Russia prevents the adoption of a UN text on nuclear disarmament

(United Nations) Russia on Friday prevented the adoption of a joint statement at the end of the four-week UN review conference of the treaty on the non-proliferation of nuclear weapons (NPT), denouncing political terms.

Posted at 9:21 p.m.

The 191 signatories to the NPT, which aims to prevent the spread of nuclear weapons, promote complete disarmament and promote cooperation in the peaceful use of nuclear energy, have met at United Nations headquarters in New York since 1er august.

But despite a month of negotiations and a final session postponed for several hours on Friday, “the conference is not in a position to reach an agreement”, said the president of the conference, the Argentinian Gustavo Zlauvinen, after the intervention of Russia.

While decisions are taken by consensus, the Russian representative, Igor Vishnevetsky, has indeed denounced the lack of “balance” in the draft final text of more than 30 pages.

“Our delegation has a key objection to certain paragraphs which are shamelessly political,” he said, repeating several times that Russia was not the only country to have objections to the text generally.

According to sources close to the negotiations, Russia was particularly opposed to the paragraphs concerning the Ukrainian nuclear power plant in Zaporizhya, occupied by the Russian military.

The latest text on the table, seen by AFP, underlined “great concern” about military activities around Ukrainian power plants, including Zaporizhia, Ukraine’s “loss of control” of these sites and “the significant impact on security”.
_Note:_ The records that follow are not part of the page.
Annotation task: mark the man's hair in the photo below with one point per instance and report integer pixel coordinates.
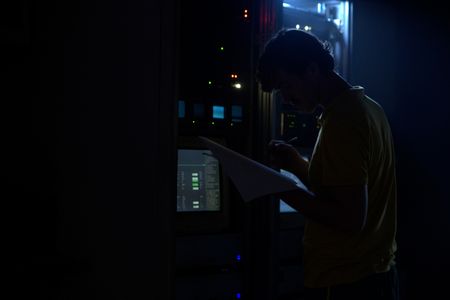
(292, 50)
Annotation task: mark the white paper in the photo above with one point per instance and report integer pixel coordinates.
(251, 178)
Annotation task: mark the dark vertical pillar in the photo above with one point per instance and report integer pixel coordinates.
(91, 163)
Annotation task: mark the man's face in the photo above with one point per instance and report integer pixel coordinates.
(296, 91)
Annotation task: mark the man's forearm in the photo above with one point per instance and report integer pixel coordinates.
(324, 211)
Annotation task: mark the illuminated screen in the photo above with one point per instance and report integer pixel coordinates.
(199, 110)
(218, 112)
(236, 113)
(181, 109)
(198, 181)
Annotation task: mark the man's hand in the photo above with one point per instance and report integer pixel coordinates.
(283, 155)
Other sensitive elements for certain States were also under discussion during these four weeks, in particular the Iranian nuclear program and the North Korean nuclear tests.

At the last review conference in 2015, the parties were also unable to reach agreement on substantive issues.

In any case, “what is really problematic is that with or without text, it does nothing to reduce the level of nuclear threat at the moment,” Beatrice Fihn, who heads the International Campaign for abolish nuclear weapons (ICAN).

The draft text was “very weak, and detached from reality”, she added, noting the absence of “concrete disarmament commitments”.

At the opening of the conference, UN Secretary General Antonio Guterres felt that such a “nuclear danger[avait] not been known since the height of the Cold War”.

“Today, humanity is at a misunderstanding, a miscalculation of nuclear annihilation,” he warned.